Alisha is currently participating in the WEGO Health Activists Challenge, which encourages health bloggers to write 30 posts in 30 days during the month of April.  To make it easy, WEGO sends out a daily theme to tackle.  Alisha has risen to the occasion and produced inspired posts such as “Dear 16-Year-Old Me” and “I Do This for One Reason.”  How has blogging changed her?  Find out that and more in our interview below.

1.  Tell us about growing up with psoriasis – the physical and emotional impact.

Growing up with psoriasis was not an easy battle.  I was not only dealing with the regular stuff like puberty and body image, but throwing psoriasis in the mix made it a lot tougher. I’ll be honest, confidence was not something I had very much of as a child. Although, I was not a depressed child. I was considered the class clown or goofy one among my friends, but deep down inside I was hurting.

I just wanted to be “normal” and in my eyes that was a life without psoriasis. I may have been this confident chick to somebody from the outside looking in, but I stopped myself from a lot due to my condition. Now that I look back on my teenage years everything I did was virtually shaped around my psoriasis. The decisions I made, the activities I participated in, the events I went to, even the clothes I wore.

2.  What’s it been like “going public” about your psoriasis on your blog?

I started my blog in June 2011 after going to the National Psoriasis Foundation (NPF) conference. I remember sitting in a workshop they had about using social media to advocate for your condition. I had seen other psoriasis bloggers, and I remember saying to myself, “I can do that.” On the way home from the conference, ideas were flowing to my mind on different posts I could do, and it was a really great feeling.

"When I started to really and truly love myself, accepting my psoriasis became a lot easier." - Alisha B.

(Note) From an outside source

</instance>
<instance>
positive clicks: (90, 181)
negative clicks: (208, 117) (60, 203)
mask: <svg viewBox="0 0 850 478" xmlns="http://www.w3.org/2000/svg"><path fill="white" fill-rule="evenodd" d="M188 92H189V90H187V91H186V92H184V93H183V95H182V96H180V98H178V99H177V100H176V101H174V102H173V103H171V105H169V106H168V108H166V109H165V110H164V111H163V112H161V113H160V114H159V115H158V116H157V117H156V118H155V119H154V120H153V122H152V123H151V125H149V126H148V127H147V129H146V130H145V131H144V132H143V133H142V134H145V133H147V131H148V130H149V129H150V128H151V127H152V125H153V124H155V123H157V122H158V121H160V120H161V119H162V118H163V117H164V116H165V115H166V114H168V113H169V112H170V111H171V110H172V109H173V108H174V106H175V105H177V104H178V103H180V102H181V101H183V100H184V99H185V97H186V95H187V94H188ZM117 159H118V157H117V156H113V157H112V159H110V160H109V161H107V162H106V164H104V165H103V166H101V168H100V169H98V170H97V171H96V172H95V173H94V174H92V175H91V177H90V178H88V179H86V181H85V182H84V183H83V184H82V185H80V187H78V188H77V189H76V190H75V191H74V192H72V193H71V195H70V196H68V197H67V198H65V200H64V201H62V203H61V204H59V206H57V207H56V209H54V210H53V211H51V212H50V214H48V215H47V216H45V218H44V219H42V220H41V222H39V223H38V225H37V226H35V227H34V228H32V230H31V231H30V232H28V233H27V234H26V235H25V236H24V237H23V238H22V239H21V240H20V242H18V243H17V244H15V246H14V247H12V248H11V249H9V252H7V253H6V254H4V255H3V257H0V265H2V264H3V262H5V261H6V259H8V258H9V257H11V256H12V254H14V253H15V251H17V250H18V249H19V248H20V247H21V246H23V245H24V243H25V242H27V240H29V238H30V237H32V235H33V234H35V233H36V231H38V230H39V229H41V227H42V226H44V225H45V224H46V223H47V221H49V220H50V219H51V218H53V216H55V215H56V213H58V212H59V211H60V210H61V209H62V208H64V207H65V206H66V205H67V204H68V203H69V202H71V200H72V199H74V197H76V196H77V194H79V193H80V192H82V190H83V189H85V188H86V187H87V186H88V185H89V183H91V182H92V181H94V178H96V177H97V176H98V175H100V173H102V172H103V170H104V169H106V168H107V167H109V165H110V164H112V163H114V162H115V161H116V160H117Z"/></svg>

Going public with my condition through my blog has been liberating! I wish I would have done this a long time ago. A lot of times I hid, uncertain of how people would accept my condition. But today, the more people I discuss my disease with, the more I realize that the things I was telling myself mentally were only because of my own insecurities. People are a lot more understanding than I could have ever imagined.

My outreach has also helped me to connect with other people dealing with psoriasis, and I no longer feel alone like I did just one year ago.

3.  What are the most helpful things you’ve learned from other psoriasis patients?

I met a young lady named Kasi at the NPF conference. Her psoriasis condition was equivalent to mine. Her skin was very visibly broken out. She was so confident with the way she walked and the clothes she wore, it really inspired me to stop hiding. Kasi as well as others at the conference really made me feel good and encouraged me. I’ve had this type of encouragement from family and friends, but nothing is like the inspiration that you receive from people who are actually living with this disease. Other psoriasis “conquerors” encourage me to not be ashamed and to embrace my condition.

4.  Tell us about the WEGO Health Activists Challenge and why you’re participating.

The WEGO Health Activists Challenge was suggested to me by the NPF. Doing the challenge is exciting because there are new topics to discuss everyday and I get to connect with other activists. I decided to participate in the challenge to bring more attention to psoriasis. A lot of people are silent about it out of fear of ridicule, and I was once one of these people. The more people who know about this disease, the faster the stigma will end.